To train scenes, we provide the following training scripts saved at experiments folder:

Table IV: train and test on C3VD (with training scripts saved at experiments\c3vd_v2\ folder)


Monodepth2 (baseline)	D	`supervised_c3vd_v2_monodepth2.yml`
Lite-mono (baseline)	D	`supervised_c3vd_v2_litemono.yml`
MonoViT (baseline)	D	`supervised_c3vd_v2_monovit.yml`
Monodepth2 (baseline)	M	`baseline_c3vd_v2_monodepth2.yml`
Lite-mono (baseline)	M	`baseline_c3vd_v2_litemono.yml`
MonoViT (baseline)	M	`baseline_c3vd_v2_monovit.yml`
Monodepth2 + $\mathcal{L}_{bis}^*$ + $\mathcal{L}_m$ (MonoLoT)	M	`RCC_matching_cropalign_c3vd_v2_monodepth2.yml`
Lite-mono + $\mathcal{L}_{bis}^+$ + $\mathcal{L}_m$ (MonoLoT)	M	`RC_matching_c3vd_v2_litemono.yml`
MonoViT + $\mathcal{L}_{bis}^+$ + $\mathcal{L}_m$ (MonoLoT)	M	`RC_matching_c3vd_v2_monovit.yml`

Table V: train and test on SimCol (with training scripts saved at experiments\simcol_complete\ folder)
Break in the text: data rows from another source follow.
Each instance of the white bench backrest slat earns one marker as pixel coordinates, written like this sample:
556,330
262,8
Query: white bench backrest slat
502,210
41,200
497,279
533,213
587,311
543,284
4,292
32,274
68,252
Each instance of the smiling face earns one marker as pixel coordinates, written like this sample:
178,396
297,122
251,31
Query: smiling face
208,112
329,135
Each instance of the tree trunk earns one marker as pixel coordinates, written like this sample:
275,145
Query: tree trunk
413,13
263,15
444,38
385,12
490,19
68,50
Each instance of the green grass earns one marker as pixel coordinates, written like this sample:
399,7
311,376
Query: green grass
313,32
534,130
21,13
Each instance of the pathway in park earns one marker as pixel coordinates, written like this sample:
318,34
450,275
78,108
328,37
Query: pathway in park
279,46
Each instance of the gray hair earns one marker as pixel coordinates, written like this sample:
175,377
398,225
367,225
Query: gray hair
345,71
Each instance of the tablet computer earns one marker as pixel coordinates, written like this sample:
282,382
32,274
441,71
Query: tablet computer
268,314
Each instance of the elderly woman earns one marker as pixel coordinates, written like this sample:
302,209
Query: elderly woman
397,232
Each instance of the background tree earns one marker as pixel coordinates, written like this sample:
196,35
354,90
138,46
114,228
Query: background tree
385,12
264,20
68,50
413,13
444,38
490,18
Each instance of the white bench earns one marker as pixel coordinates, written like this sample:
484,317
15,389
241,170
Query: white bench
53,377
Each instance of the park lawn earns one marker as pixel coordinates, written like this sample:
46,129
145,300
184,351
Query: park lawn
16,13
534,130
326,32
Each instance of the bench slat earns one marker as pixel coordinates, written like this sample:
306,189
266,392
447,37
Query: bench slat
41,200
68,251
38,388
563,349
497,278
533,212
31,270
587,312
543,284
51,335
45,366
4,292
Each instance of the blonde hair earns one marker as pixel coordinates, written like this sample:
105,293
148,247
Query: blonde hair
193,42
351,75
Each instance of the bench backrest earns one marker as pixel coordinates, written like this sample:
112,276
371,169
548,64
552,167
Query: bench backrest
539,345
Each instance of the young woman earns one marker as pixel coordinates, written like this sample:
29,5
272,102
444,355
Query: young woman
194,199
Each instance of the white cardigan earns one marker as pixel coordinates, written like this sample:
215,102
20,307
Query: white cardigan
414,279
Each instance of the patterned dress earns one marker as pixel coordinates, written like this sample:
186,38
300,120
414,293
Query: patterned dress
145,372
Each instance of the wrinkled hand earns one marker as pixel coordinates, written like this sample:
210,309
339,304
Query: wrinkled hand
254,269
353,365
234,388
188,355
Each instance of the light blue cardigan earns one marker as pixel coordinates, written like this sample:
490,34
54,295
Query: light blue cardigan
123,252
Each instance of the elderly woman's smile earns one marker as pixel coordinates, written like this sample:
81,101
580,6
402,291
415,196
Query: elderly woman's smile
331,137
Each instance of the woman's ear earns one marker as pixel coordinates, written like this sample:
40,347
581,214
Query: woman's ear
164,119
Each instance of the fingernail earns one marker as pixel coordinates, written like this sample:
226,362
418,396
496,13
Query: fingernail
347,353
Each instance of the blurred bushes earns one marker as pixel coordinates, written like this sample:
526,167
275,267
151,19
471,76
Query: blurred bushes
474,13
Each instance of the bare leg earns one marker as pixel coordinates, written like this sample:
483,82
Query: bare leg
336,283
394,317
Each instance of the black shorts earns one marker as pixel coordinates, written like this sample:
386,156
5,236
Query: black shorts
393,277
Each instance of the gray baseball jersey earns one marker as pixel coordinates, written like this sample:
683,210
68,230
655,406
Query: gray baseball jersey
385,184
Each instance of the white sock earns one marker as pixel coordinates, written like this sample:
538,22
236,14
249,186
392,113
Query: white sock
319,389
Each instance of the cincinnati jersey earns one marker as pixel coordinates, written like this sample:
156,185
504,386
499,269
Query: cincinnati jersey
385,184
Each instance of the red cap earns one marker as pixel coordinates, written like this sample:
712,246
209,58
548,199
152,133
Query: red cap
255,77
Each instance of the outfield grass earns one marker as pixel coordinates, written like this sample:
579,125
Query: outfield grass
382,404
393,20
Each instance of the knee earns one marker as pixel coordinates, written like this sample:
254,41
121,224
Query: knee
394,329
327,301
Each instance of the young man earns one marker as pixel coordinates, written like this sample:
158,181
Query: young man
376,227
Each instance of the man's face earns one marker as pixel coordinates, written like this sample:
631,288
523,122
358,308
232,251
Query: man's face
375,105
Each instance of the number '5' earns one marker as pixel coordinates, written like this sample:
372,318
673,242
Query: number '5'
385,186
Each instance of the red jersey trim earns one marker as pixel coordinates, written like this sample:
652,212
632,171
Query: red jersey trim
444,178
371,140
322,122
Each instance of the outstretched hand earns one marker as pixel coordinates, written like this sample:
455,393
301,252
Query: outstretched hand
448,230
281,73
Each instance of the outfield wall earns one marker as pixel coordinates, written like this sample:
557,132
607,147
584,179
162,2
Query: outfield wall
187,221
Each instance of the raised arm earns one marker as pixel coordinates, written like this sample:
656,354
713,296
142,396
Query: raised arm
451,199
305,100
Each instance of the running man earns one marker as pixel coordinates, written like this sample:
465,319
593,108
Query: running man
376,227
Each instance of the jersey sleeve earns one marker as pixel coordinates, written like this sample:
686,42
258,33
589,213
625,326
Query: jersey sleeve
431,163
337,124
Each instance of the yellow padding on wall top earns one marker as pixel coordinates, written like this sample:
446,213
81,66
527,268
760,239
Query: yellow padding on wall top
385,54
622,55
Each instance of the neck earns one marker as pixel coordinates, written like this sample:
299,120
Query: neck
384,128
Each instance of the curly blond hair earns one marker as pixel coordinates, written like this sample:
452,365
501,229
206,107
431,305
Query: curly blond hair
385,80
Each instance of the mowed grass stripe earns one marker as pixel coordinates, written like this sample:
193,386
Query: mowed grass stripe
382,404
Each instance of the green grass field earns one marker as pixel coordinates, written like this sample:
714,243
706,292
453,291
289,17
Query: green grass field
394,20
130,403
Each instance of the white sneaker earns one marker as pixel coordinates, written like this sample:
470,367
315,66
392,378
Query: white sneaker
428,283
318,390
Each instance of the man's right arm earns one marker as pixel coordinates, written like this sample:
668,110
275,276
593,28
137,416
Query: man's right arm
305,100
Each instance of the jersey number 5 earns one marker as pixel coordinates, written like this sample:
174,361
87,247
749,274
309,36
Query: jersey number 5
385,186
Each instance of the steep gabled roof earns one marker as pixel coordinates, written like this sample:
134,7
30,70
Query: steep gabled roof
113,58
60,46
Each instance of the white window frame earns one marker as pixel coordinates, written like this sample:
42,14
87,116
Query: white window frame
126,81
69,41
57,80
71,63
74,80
Monodepth2 (baseline)	D	`supervised_simcol_complete_monodepth2.yml`
Lite-mono (baseline)	D	`supervised_simcol_complete_litemono.yml`
MonoViT (baseline)	D	`supervised_simcol_complete_monovit.yml`
Monodepth2 (baseline)	M	`baseline_simcol_complete_monodepth2.yml`
Lite-mono (baseline)	M	`baseline_simcol_complete_litemono.yml`
MonoViT (baseline)	M	`baseline_simcol_complete_monovit.yml`
Monodepth2 + $\mathcal{L}_{bis}^*$ + $\mathcal{L}_m$ (MonoLoT)	M	`RCC_cropalign_matching_simcol_complete_monodepth2.yml`
Lite-mono + $\mathcal{L}_{bis}^*$ + $\mathcal{L}_m$ (MonoLoT)	M	`RCC_cropalign_matching_simcol_complete_litemono.yml`
MonoViT + $\mathcal{L}_{bis}^+$ + $\mathcal{L}_m$ (MonoLoT)	M	`RC_matching_simcol_complete_monovit.yml`

Table VI: ablation study on C3VD (with training scripts saved at experiments\ablation_c3vd_v2\ folder)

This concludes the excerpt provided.